Das breite Interesse an den Veranstaltungen hat uns sehr positiv überrascht. Zum Teil besuchten die Menschen sogar mehrere Teile der Roadshow. Das zeigt uns, wie groß der Hunger nach Informationsangeboten ist, bei denen auch Laien ihre offenen Fragen vortragen können. Auffällig ist, dass Laien zuerst oft die Risiken einer neuen Technologie sehen und weniger die Chancen, Positives zu entwickeln.
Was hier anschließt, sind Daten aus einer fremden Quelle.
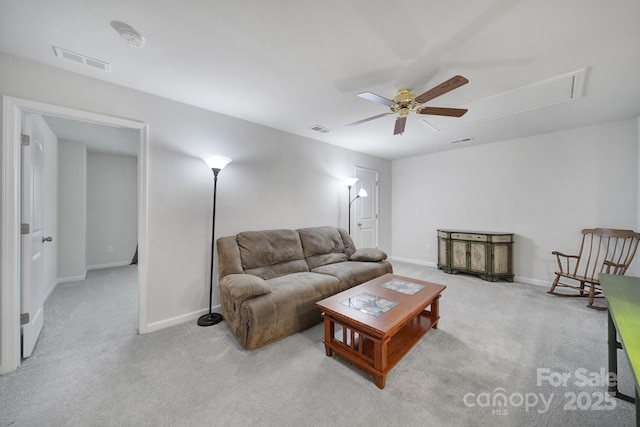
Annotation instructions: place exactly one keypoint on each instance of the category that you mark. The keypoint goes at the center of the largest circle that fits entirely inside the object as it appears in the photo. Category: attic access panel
(559, 89)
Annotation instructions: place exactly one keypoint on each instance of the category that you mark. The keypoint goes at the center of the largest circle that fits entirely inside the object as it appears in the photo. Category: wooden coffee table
(374, 326)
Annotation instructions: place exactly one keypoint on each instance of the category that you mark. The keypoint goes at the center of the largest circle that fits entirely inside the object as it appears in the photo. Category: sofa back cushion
(271, 253)
(322, 246)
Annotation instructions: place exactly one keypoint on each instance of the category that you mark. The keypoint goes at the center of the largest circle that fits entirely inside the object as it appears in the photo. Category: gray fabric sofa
(270, 280)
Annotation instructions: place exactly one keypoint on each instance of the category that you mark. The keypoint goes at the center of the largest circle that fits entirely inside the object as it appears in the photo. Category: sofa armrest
(368, 254)
(242, 287)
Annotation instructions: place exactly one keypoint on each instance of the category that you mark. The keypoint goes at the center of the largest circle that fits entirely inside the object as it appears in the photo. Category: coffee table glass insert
(371, 304)
(403, 286)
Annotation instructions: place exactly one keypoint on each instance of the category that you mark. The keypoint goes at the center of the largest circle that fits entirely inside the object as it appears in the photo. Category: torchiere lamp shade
(216, 163)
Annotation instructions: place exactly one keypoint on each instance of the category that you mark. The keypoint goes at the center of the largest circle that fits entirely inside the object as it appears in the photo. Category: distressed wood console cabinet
(487, 254)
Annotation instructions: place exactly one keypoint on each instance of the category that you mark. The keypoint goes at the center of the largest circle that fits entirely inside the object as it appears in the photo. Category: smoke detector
(128, 34)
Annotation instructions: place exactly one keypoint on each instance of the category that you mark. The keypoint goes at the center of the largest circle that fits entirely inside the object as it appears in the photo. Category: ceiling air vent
(469, 139)
(320, 129)
(81, 59)
(564, 88)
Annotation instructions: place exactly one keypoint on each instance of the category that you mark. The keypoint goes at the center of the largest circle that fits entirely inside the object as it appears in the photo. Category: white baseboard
(50, 291)
(109, 265)
(530, 281)
(72, 278)
(519, 279)
(166, 323)
(414, 261)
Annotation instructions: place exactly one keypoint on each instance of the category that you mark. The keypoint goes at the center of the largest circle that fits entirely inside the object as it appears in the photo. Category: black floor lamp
(362, 193)
(216, 163)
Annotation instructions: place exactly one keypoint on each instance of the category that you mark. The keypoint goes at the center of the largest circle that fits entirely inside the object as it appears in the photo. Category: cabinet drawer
(467, 236)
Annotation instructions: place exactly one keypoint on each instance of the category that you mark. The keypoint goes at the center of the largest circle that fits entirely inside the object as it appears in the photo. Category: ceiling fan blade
(376, 98)
(435, 111)
(368, 119)
(400, 124)
(441, 89)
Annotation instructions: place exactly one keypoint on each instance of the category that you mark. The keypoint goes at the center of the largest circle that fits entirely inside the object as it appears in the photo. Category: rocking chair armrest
(559, 254)
(614, 268)
(566, 259)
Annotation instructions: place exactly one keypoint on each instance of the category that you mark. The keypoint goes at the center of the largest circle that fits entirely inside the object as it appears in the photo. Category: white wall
(72, 205)
(545, 189)
(112, 209)
(275, 180)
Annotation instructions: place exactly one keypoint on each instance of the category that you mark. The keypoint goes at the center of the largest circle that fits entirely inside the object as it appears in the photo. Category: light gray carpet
(90, 368)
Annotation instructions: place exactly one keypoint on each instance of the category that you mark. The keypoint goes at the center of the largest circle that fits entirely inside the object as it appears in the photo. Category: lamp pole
(216, 163)
(361, 193)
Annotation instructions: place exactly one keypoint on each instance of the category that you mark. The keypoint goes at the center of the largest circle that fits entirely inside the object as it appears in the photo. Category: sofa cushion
(352, 273)
(271, 253)
(368, 254)
(289, 308)
(244, 286)
(322, 246)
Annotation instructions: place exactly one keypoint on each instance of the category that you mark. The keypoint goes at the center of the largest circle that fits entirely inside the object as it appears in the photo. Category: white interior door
(366, 230)
(32, 263)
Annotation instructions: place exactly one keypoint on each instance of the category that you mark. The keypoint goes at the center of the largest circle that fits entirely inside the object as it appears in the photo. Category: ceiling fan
(406, 102)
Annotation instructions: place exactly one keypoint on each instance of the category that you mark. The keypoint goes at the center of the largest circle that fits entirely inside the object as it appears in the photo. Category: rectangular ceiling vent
(320, 129)
(564, 88)
(81, 59)
(457, 141)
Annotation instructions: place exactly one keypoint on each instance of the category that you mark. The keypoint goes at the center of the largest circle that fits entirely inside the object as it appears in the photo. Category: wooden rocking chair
(602, 250)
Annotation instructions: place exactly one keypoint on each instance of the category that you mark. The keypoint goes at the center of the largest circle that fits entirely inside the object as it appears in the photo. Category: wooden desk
(623, 298)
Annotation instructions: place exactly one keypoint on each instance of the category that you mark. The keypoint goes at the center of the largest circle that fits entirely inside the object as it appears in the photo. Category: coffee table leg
(329, 328)
(381, 380)
(380, 361)
(435, 312)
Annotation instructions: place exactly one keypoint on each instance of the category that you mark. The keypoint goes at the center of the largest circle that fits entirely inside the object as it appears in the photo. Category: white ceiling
(97, 138)
(292, 64)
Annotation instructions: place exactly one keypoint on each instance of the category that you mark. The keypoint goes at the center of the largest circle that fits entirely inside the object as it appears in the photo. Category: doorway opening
(13, 110)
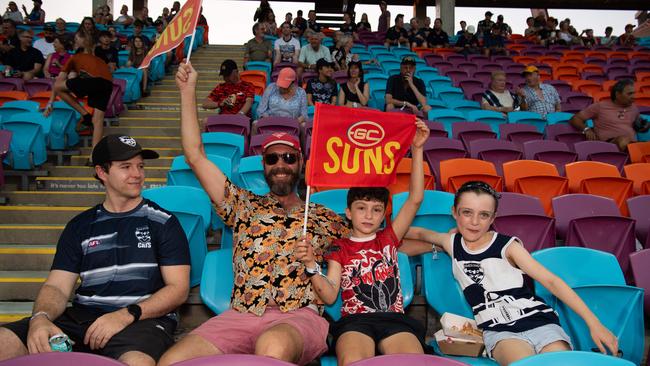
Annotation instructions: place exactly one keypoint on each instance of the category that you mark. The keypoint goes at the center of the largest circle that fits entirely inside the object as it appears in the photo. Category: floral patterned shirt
(264, 235)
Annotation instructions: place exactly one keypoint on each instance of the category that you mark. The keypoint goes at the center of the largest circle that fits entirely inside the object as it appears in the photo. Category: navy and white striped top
(495, 289)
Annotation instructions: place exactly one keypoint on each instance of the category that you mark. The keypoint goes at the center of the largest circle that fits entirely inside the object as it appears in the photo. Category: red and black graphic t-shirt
(369, 276)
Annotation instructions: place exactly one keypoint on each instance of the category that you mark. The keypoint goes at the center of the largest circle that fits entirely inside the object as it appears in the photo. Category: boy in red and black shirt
(365, 268)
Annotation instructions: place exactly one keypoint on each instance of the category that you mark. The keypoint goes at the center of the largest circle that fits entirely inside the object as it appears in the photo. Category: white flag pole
(304, 226)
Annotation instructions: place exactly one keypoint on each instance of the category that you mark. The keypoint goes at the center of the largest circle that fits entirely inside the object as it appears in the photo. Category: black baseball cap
(227, 67)
(119, 148)
(408, 60)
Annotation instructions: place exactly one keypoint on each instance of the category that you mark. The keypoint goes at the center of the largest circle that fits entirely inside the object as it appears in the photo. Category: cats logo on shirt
(474, 271)
(143, 236)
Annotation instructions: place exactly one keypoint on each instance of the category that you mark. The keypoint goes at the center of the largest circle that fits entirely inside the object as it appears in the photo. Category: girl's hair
(478, 187)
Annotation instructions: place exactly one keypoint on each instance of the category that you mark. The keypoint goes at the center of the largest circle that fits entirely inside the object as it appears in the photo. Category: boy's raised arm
(416, 187)
(211, 178)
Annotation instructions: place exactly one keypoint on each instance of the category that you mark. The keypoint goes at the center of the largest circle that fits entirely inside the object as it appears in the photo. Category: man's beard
(282, 188)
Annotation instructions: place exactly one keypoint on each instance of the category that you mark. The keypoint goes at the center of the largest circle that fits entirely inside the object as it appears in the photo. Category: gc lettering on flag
(357, 147)
(183, 25)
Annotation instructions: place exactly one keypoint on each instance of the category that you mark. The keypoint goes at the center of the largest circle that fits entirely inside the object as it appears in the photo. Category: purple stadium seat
(233, 360)
(572, 206)
(9, 84)
(495, 151)
(522, 216)
(639, 207)
(62, 359)
(519, 133)
(437, 149)
(602, 151)
(267, 125)
(554, 152)
(564, 132)
(470, 131)
(641, 272)
(408, 359)
(38, 85)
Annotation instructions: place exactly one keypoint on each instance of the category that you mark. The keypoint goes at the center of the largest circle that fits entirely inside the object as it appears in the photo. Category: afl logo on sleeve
(143, 236)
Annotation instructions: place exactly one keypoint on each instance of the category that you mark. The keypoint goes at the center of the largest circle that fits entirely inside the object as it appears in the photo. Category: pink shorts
(233, 332)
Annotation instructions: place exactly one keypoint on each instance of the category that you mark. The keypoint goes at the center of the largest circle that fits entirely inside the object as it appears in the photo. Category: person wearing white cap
(274, 311)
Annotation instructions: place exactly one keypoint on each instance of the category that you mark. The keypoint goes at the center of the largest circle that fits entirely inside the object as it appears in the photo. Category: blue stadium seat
(573, 358)
(194, 219)
(334, 199)
(217, 280)
(529, 118)
(28, 147)
(251, 174)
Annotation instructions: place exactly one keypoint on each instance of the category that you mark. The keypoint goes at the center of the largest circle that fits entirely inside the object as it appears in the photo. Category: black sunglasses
(273, 158)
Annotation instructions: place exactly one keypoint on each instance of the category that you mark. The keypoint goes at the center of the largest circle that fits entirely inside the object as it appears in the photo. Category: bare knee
(192, 346)
(282, 342)
(12, 346)
(136, 358)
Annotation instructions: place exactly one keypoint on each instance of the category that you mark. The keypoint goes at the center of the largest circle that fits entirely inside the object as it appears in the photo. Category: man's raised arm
(211, 178)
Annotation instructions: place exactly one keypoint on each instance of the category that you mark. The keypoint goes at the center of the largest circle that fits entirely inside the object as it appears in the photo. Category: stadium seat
(554, 152)
(251, 174)
(455, 172)
(640, 211)
(268, 125)
(592, 177)
(403, 173)
(29, 142)
(573, 358)
(535, 178)
(639, 152)
(194, 218)
(529, 118)
(495, 151)
(519, 133)
(522, 216)
(437, 149)
(604, 152)
(640, 270)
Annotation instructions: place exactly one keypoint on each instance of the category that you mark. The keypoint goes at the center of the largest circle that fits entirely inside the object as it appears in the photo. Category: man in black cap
(485, 26)
(234, 95)
(132, 258)
(405, 91)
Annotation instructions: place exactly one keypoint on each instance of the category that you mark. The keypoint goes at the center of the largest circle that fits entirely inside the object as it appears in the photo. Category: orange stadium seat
(639, 173)
(8, 96)
(535, 178)
(639, 152)
(593, 177)
(455, 172)
(404, 177)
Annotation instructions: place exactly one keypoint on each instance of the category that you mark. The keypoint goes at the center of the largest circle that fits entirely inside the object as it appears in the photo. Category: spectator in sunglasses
(273, 310)
(615, 120)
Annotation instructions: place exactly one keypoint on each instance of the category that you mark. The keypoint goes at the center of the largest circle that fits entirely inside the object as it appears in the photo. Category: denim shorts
(538, 338)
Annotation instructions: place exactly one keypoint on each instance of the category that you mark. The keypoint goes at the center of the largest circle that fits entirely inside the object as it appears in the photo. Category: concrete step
(49, 215)
(85, 184)
(163, 161)
(143, 129)
(54, 198)
(16, 257)
(21, 285)
(161, 150)
(29, 234)
(85, 171)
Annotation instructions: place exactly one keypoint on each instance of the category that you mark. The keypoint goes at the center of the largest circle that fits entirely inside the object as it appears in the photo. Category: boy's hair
(379, 194)
(478, 187)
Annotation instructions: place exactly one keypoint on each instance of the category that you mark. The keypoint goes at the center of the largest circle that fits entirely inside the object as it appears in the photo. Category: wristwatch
(313, 271)
(135, 310)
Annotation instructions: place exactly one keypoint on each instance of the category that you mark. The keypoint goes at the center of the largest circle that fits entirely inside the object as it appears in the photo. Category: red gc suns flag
(354, 147)
(180, 27)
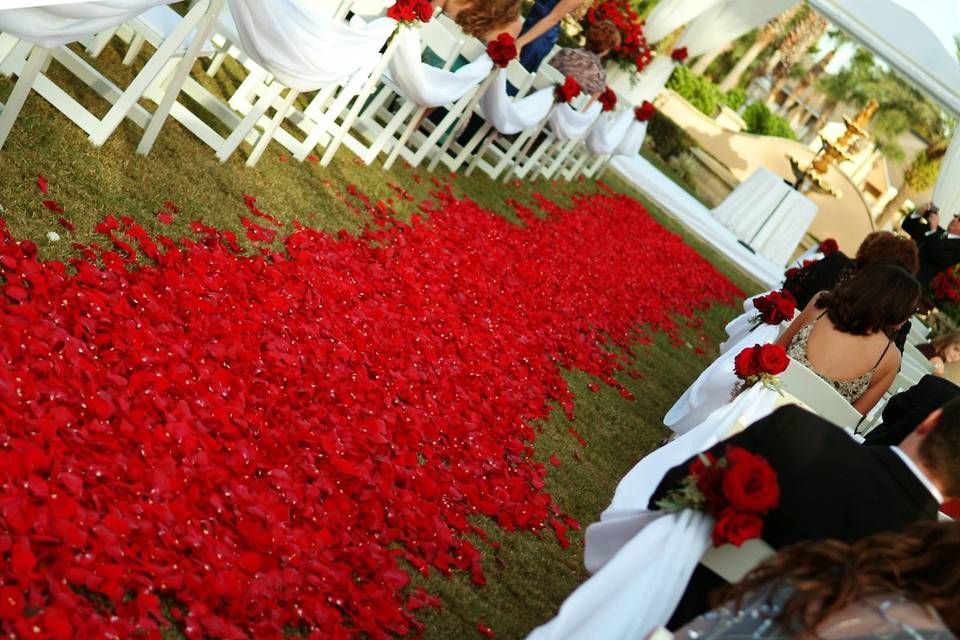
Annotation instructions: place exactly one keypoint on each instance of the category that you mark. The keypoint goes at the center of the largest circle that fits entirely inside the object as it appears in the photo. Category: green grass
(529, 576)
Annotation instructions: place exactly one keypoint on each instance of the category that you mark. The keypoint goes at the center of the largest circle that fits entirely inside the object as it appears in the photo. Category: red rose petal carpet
(261, 439)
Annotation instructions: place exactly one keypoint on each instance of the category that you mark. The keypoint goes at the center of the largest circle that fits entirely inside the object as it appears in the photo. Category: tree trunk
(889, 213)
(707, 59)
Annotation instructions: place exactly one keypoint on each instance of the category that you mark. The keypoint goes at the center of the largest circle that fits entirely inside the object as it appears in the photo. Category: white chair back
(813, 391)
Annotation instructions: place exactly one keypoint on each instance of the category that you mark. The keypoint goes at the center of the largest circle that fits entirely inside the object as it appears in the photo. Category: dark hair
(922, 564)
(602, 36)
(883, 244)
(881, 297)
(481, 18)
(940, 448)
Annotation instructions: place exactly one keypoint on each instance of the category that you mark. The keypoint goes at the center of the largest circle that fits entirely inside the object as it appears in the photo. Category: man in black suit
(939, 248)
(904, 411)
(833, 488)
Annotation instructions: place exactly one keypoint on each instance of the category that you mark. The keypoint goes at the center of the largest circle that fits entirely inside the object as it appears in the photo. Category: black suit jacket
(937, 251)
(904, 411)
(830, 488)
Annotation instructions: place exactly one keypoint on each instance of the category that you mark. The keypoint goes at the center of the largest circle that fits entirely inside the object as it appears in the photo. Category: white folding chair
(171, 63)
(813, 391)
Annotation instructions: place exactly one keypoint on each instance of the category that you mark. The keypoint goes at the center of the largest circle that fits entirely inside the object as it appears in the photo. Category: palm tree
(766, 36)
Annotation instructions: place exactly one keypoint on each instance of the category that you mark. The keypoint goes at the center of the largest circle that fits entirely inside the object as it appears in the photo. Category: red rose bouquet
(608, 99)
(760, 363)
(774, 308)
(411, 11)
(737, 489)
(829, 246)
(502, 50)
(633, 49)
(645, 111)
(568, 90)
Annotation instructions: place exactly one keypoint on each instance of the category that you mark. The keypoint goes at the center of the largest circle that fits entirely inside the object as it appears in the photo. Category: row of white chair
(368, 111)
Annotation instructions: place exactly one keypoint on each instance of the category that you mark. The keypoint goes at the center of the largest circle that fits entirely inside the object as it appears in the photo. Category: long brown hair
(481, 18)
(922, 564)
(880, 297)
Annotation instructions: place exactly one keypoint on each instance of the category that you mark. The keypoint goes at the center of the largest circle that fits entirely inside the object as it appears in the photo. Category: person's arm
(548, 21)
(880, 382)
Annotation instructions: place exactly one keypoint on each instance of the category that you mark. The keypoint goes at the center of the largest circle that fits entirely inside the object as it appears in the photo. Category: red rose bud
(773, 359)
(645, 111)
(749, 482)
(608, 99)
(747, 362)
(502, 50)
(568, 90)
(734, 527)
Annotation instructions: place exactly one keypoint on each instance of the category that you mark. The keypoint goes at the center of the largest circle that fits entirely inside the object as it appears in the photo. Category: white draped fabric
(638, 591)
(57, 25)
(712, 388)
(641, 559)
(767, 214)
(301, 43)
(568, 124)
(946, 192)
(670, 15)
(685, 208)
(728, 21)
(509, 115)
(633, 139)
(609, 131)
(429, 86)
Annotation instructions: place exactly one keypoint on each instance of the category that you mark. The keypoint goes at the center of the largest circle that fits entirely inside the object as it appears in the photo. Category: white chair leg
(354, 112)
(136, 45)
(267, 135)
(153, 67)
(248, 122)
(38, 56)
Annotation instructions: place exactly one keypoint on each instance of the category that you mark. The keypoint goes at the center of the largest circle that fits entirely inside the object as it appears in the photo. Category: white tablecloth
(679, 204)
(767, 214)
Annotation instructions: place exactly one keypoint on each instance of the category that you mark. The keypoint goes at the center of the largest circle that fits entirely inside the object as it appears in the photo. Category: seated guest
(939, 248)
(483, 19)
(541, 30)
(941, 350)
(831, 487)
(585, 65)
(898, 586)
(845, 334)
(831, 270)
(905, 410)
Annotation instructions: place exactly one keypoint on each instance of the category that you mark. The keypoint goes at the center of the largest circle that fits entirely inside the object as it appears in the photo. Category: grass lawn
(529, 576)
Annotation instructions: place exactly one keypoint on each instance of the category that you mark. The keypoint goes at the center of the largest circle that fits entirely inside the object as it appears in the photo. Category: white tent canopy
(903, 40)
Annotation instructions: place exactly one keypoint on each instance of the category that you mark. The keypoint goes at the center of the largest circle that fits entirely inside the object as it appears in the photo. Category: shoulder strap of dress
(885, 349)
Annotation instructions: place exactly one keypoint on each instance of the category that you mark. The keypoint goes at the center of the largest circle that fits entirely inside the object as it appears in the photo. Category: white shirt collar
(921, 476)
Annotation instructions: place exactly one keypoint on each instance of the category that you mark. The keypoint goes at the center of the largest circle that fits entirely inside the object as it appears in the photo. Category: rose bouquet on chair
(760, 363)
(773, 308)
(737, 489)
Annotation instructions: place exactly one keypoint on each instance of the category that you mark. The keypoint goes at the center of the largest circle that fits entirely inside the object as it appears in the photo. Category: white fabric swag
(670, 15)
(302, 44)
(642, 560)
(946, 192)
(568, 124)
(429, 86)
(509, 115)
(57, 25)
(609, 131)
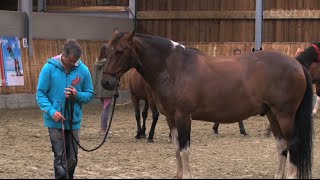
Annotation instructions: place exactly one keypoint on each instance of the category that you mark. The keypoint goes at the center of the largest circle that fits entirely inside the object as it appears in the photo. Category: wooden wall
(77, 3)
(45, 49)
(216, 29)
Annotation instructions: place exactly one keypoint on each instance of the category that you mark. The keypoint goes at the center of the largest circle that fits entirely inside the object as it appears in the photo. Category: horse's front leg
(175, 142)
(183, 125)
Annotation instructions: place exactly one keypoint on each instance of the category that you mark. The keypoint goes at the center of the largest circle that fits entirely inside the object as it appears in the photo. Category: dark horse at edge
(188, 84)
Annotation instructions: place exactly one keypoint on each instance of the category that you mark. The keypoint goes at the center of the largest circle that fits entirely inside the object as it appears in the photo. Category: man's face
(69, 61)
(237, 53)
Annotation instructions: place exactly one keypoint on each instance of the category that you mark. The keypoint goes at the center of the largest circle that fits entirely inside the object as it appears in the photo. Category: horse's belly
(226, 116)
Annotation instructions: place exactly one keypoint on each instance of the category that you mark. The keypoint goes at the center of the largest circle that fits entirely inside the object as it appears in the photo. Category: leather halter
(318, 51)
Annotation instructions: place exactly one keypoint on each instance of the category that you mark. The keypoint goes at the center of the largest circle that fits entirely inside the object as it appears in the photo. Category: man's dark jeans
(58, 150)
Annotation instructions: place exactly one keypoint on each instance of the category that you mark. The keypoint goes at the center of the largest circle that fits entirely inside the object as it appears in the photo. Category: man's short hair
(72, 47)
(236, 50)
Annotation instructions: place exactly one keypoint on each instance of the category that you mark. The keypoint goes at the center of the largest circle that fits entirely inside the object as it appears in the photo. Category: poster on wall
(2, 82)
(13, 69)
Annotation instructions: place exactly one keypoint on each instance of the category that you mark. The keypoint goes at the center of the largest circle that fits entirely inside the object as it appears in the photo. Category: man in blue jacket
(62, 75)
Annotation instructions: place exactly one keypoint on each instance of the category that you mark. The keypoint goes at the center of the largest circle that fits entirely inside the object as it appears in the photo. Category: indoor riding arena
(33, 31)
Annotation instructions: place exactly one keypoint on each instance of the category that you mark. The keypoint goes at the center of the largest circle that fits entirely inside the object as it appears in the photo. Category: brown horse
(140, 90)
(187, 84)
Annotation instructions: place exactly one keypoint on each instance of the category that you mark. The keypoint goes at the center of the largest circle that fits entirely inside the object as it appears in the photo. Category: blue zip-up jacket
(53, 80)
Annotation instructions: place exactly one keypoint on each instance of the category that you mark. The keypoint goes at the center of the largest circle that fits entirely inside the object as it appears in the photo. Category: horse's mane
(307, 55)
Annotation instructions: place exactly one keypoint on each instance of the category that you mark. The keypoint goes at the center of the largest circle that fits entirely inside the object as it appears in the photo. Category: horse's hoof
(150, 141)
(245, 134)
(143, 136)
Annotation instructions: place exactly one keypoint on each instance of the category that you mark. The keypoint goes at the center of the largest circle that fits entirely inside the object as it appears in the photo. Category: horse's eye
(118, 52)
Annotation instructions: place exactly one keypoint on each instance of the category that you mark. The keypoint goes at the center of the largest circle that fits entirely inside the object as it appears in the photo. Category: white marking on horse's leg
(176, 144)
(292, 170)
(282, 146)
(185, 154)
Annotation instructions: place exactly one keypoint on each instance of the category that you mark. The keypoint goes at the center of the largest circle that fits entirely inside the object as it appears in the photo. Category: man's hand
(70, 90)
(58, 117)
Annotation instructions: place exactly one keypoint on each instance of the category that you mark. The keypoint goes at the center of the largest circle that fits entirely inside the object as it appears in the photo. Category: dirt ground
(25, 150)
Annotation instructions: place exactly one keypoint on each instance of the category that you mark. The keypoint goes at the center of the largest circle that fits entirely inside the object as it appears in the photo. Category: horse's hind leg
(144, 117)
(155, 116)
(175, 142)
(281, 145)
(242, 130)
(183, 124)
(215, 127)
(135, 102)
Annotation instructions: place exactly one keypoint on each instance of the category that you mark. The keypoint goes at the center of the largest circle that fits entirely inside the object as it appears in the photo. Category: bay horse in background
(187, 84)
(140, 90)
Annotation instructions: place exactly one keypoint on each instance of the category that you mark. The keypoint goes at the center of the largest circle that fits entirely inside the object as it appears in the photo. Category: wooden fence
(229, 20)
(44, 49)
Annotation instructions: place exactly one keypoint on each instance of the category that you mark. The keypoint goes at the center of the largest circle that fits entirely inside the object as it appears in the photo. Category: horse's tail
(302, 149)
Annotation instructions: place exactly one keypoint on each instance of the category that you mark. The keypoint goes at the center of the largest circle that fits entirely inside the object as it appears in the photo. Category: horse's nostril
(107, 85)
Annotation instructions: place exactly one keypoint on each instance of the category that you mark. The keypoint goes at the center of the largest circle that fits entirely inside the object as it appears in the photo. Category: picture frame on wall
(12, 61)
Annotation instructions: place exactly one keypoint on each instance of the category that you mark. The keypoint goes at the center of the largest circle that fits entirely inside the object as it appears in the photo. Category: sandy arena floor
(25, 150)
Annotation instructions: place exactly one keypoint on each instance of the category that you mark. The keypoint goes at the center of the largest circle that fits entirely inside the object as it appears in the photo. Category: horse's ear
(115, 31)
(130, 35)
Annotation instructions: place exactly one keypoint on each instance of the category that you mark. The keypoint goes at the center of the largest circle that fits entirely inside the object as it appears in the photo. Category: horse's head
(121, 58)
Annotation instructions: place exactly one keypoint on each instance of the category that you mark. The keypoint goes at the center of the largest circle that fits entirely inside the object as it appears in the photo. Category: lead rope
(116, 95)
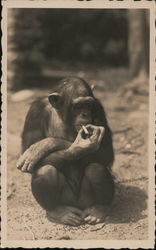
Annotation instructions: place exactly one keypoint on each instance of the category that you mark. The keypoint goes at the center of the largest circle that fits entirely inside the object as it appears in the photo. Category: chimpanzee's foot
(95, 214)
(66, 215)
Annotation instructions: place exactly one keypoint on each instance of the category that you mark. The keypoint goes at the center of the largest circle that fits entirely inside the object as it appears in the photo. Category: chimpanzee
(71, 170)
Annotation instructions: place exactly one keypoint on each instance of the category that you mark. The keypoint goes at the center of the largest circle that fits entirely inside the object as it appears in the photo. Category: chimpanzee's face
(81, 112)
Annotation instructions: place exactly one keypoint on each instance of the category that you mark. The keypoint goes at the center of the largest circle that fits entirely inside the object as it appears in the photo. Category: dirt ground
(127, 114)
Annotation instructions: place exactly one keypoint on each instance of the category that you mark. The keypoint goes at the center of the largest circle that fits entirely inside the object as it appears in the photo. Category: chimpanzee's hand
(33, 155)
(91, 143)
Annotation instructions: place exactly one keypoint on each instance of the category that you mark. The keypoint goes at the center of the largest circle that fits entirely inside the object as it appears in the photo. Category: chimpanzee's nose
(84, 115)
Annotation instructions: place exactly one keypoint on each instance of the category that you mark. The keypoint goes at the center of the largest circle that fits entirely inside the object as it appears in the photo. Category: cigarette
(85, 130)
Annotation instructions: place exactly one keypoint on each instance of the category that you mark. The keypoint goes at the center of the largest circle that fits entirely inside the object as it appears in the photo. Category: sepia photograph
(78, 125)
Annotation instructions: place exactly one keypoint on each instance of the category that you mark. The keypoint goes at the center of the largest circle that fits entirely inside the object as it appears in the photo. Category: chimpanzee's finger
(102, 130)
(77, 211)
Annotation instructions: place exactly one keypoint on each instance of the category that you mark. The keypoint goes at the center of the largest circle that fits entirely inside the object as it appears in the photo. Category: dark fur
(43, 122)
So kommt fast immer die Frage aus dem Publikum, welche Biowaffen man mit CRISPR-Cas entwickeln kann. Solche Fragen sind für einen aktiven Wissenschaftler aber gar nicht so einfach zu beantworten. Auch die Debatte um die CRISPR-Babys bewegt die Gemüter. Das war in den Veranstaltungen durchaus zu bemerken. Hier haben wir aber auch eine deutliche Offenheit gegenüber der neuen Technologie gespürt: Warum soll man nicht helfen, wenn man kann?
Wie kann die CRISPR-Forschung davon profitieren?
Die Forschung kann über den Kontakt mit der Öffentlichkeit ein besseres Gefühl dafür entwickeln, was die Menschen außerhalb der Universität bewegt. Die Menschen „da draußen“ haben oft ganz andere Fragen, die mit der aktuellen Wissenschaft recht wenig zu tun haben. Diese Fragen sind aber auch wichtig. Außerdem bekommen Forscher Gelegenheit, den Sinn ihrer Arbeit einem breiteren Publikum darzulegen. Die Öffentlichkeit ist durchaus kritisch, wenn öffentliche Gelder ausgegeben werden. Im direkten Dialog können aber Hemmschwellen überwunden und Vorbehalte aufgelöst werden.
Was steht als Nächstes bei „CRISPR-Whisper“ auf dem Programm?
Für September und Oktober planen wir eine Roadshow in Berlin. Die Highlights werden dabei ein Vortragsabend mit Max-Planck-Direktor Detlef Weigel im Sauriersaal des Museums für Naturkunde sowie ein Vortrag im Zeiss-Großplanetarium mit Dina Grohmann, Universität Regensburg, sein. Auch zwei Laborkurse in Zusammenarbeit mit dem Gläsernen Labor in Berlin-Buch stehen auf dem Programm.